Here are some Olympics lesson plan ideas. When a teacher emailed me to ask, Can you help me prepare a vacation course on the Olympics? I said, No problem!

Firstly, when faced with preparing a five-day course it can be somewhat daunting thinking about “filling” the vast periods between 9 am on the first day and 5pm on the last day. Therefore, it is helpful to think of it, not as five days but many hour-long lessons.

I usually keep the morning for deep language learning. The afternoon can be for related activities like crafts, cooking, dressing up, songs with choreography and more active outdoor games.

Overall daily plan

In the morning I suggest drilling new vocabulary and grammar through games. Then, play a board game or quiz. Finally, learn words for a song or play script.

In the afternoon after lunch I would work on choreography for a song. Why not choose a national anthem to tie in with the Olympics theme? This can be dance moves or actions and/or acting out the story told in the song. Let those who enjoy dancing execute the dance moves but do not force it on everyone. Those self-conscious ones who are too shy can do actions they feel comfortable with instead.
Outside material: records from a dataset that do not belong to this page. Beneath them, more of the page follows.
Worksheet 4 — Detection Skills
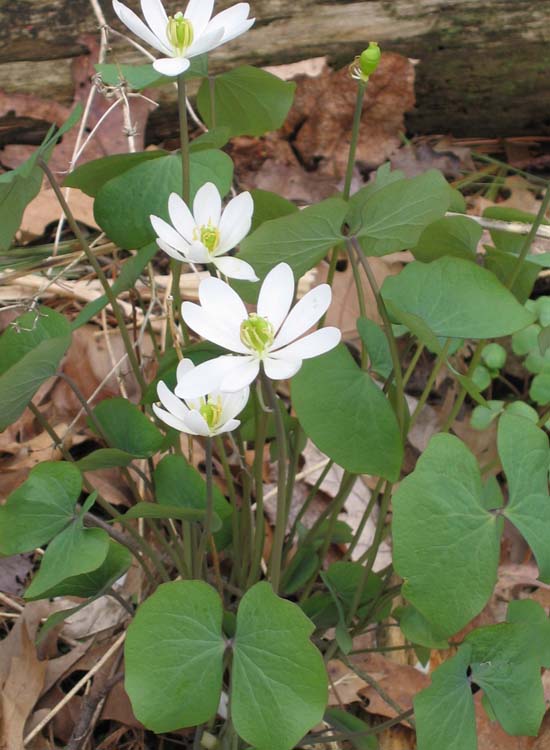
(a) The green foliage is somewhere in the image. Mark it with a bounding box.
[292,345,403,481]
[95,55,207,89]
[412,215,482,262]
[91,398,164,456]
[93,150,233,248]
[197,66,295,137]
[393,434,502,637]
[125,581,327,749]
[357,317,393,378]
[249,189,299,233]
[382,257,535,339]
[353,170,451,256]
[0,307,72,430]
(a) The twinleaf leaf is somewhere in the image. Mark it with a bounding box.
[382,257,535,339]
[498,413,550,582]
[91,398,163,457]
[392,434,502,637]
[231,582,328,750]
[412,215,482,262]
[125,581,226,732]
[197,66,295,137]
[0,462,81,555]
[292,345,403,481]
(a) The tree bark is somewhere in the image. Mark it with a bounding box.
[1,0,549,138]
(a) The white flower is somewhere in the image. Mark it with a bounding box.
[175,263,341,398]
[151,183,257,281]
[112,0,255,77]
[153,359,249,436]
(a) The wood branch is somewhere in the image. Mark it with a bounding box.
[1,1,550,138]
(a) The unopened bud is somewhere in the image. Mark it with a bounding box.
[360,42,381,77]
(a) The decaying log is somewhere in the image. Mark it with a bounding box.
[1,0,549,139]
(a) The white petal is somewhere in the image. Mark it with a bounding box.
[219,357,259,392]
[113,0,172,54]
[186,242,211,263]
[156,237,188,262]
[157,381,190,420]
[175,355,247,399]
[206,4,253,45]
[271,327,341,361]
[184,409,211,436]
[193,182,222,228]
[218,387,250,424]
[198,277,248,332]
[213,256,259,282]
[140,0,168,44]
[153,404,194,434]
[168,193,196,243]
[263,357,302,381]
[257,263,294,333]
[152,57,191,76]
[176,358,195,380]
[181,302,247,353]
[151,215,189,252]
[184,0,214,37]
[213,418,240,436]
[217,191,254,253]
[187,27,224,57]
[272,284,332,350]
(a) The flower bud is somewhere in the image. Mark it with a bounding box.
[359,42,381,78]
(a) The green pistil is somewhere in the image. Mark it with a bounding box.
[240,314,274,356]
[200,224,220,253]
[200,398,222,430]
[166,12,194,54]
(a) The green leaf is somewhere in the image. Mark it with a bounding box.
[95,56,207,90]
[0,462,81,555]
[235,198,347,300]
[0,307,72,430]
[485,247,539,303]
[125,580,225,732]
[91,398,163,457]
[25,523,110,600]
[325,708,377,750]
[412,215,482,262]
[154,455,232,548]
[25,541,131,601]
[64,151,166,197]
[292,345,403,481]
[530,372,550,404]
[77,448,135,472]
[189,126,231,152]
[414,647,476,750]
[394,604,449,649]
[197,66,295,137]
[498,414,550,582]
[466,620,546,736]
[250,189,298,233]
[470,400,503,431]
[346,164,405,234]
[381,257,535,339]
[357,317,393,378]
[355,170,450,256]
[94,150,233,248]
[122,502,218,530]
[232,582,328,750]
[393,434,502,637]
[72,242,157,328]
Next, I suggested working on putting a skit together using language taught during the morning. Put it together gradually over the course so, by the end, students know it by heart. You could then perform it with props to parents. There are a couple of skits on sports in my plays book that would be ideal. You can either download them or get a paperback.
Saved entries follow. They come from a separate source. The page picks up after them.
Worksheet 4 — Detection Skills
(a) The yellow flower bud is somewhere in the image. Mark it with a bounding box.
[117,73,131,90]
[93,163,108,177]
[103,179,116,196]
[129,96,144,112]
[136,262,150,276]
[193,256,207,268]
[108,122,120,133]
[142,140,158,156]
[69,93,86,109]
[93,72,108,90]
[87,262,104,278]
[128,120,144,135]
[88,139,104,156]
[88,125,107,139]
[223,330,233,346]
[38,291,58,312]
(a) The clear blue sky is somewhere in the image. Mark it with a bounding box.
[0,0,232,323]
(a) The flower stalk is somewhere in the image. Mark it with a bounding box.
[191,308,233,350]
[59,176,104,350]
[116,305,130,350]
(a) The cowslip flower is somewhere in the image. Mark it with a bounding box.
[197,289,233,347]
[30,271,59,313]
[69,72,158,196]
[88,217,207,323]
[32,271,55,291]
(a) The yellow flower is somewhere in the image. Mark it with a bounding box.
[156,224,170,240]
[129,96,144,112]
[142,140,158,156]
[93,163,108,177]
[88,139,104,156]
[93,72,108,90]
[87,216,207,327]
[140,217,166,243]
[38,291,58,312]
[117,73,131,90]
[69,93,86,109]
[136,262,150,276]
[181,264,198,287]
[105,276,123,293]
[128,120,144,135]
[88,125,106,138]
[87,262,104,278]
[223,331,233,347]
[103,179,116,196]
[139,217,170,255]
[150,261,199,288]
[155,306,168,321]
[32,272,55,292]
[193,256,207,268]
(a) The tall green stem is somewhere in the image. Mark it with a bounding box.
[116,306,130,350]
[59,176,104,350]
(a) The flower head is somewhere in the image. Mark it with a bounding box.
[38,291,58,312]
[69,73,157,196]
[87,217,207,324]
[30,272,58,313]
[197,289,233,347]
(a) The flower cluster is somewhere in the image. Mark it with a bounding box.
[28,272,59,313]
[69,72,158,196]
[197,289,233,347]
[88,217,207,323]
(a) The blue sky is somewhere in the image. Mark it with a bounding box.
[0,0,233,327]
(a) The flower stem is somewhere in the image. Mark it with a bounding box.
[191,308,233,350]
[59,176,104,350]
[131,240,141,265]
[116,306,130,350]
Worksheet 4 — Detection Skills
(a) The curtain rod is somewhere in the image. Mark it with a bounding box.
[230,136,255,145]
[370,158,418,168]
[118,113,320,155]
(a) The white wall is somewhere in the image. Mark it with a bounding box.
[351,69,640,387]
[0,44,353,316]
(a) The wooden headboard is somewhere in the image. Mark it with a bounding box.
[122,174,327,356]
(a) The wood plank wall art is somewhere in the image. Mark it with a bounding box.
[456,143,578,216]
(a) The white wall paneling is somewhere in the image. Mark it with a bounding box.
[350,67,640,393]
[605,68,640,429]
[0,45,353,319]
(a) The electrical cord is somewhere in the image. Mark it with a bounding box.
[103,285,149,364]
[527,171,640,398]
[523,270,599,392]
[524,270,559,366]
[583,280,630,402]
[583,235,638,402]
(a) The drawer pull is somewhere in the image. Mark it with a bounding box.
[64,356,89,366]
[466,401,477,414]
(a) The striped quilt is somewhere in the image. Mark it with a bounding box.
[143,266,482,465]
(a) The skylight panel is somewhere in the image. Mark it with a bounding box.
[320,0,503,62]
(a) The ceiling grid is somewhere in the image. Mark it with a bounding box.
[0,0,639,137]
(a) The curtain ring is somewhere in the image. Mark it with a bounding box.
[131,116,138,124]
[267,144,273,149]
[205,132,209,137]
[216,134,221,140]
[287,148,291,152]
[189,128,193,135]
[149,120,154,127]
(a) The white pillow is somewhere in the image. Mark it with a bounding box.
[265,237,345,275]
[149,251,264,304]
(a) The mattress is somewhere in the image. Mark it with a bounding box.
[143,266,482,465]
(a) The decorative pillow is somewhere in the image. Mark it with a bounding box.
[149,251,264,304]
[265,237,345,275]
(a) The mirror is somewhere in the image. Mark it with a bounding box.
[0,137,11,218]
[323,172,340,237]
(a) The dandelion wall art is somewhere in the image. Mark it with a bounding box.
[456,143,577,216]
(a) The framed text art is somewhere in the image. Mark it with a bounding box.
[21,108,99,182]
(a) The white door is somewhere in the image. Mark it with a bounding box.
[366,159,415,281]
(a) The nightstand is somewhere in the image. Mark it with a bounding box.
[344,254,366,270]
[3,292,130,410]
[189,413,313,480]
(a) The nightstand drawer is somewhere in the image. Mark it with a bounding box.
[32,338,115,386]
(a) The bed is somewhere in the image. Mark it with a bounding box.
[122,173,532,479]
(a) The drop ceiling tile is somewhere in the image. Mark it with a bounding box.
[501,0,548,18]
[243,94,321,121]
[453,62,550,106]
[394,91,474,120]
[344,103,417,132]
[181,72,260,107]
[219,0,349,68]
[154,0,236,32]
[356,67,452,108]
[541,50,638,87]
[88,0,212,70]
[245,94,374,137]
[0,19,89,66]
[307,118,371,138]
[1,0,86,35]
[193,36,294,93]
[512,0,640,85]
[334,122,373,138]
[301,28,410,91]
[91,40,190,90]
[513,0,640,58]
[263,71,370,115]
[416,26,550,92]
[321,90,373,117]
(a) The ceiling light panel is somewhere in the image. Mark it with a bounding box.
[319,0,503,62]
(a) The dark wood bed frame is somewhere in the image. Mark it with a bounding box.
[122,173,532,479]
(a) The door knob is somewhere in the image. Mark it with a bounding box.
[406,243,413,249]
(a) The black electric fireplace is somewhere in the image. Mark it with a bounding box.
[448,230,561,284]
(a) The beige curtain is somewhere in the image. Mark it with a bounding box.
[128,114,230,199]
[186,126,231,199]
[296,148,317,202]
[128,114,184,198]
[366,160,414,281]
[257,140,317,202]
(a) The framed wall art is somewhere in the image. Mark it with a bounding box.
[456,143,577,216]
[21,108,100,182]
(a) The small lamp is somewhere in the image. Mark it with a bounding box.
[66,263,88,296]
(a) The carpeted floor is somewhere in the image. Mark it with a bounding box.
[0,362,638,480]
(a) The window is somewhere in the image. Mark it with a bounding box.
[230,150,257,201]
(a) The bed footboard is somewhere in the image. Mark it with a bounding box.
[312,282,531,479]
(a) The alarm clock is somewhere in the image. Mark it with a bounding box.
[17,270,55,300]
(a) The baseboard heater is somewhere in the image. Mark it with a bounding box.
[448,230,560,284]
Finally, at the end of the afternoon I would play more language games. However, for this more relaxed time, boisterous games are better. Yet more intense study after a long day may be too much. Therefore choose games with movement. For example, have kids run to the end of the room to collect the correct flashcard. Pla, egg and spoon vocabulary race, Twister and so on.

Olympics lesson plan idea

How about inventing an athletic track and running an Olympics competition?

Obviously, you don’t want the most sporty kid to win everything. But that won’t happen if you diversify your Olympics with medals for the best picture, the best actor, the best singer, the best hair, or the best dancer. Anything goes! Do whatever it takes so every child has a medal in something at the end of the course. You could also include making the medals in a craft hour when the kids are tired. There is loads of scope for miming and guessing sports. For example, Simon Says + the sport, or vocabulary rounders (like baseball).

More content ideas

Two skits (like soccer practise or professions, from my plays for children.)

Choose two Olympics songs and teach students the chorus and actions for the verse. If a student loves singing, or has a higher level of English than the rest, they can learn all the verses. A great song for an Olympics lesson plan would be Whitney Houston’s ‘One Moment in Time‘. Chariots of Fire is a classic Olympics song but it doesn’t have any words! Maybe you can make some up with the students. The Chinese song for the 2022 Olympics is mostly in Chinese, so that’s no good for an English lesson. However, I Believe, sung by Nikki Yanofsky for the Canadian 2010 Winter Olympics would be good. There’s a nice video on YouTube here.

A show at the end of the course

At the end of the course, it is a good idea to put on a show to parents. Parents like to see what they have been paying for, and feel included in their child’s education. Kids mostly focus on short term goals, so a show at the end is a great motivator! Do not worry, a show may seem daunting, but if you break it down it is easy!

Check these two blogs for preparing a show with young kids and preparing short plays in English.

Show off all the vocabulary and language you have covered through games that you perform in front of parents.
Stage a quiz where pupils ask and answer prepared questions in teams. Make sure each side has a buzzer as you would stage it on a TV show. All the questions come from the work you have been covering during the week. For example, hold up a picture for kids to name. Or, hold up a whole picture of a tennis racket and a question mark. This combination means they make a question such as “do you want to play tennis?”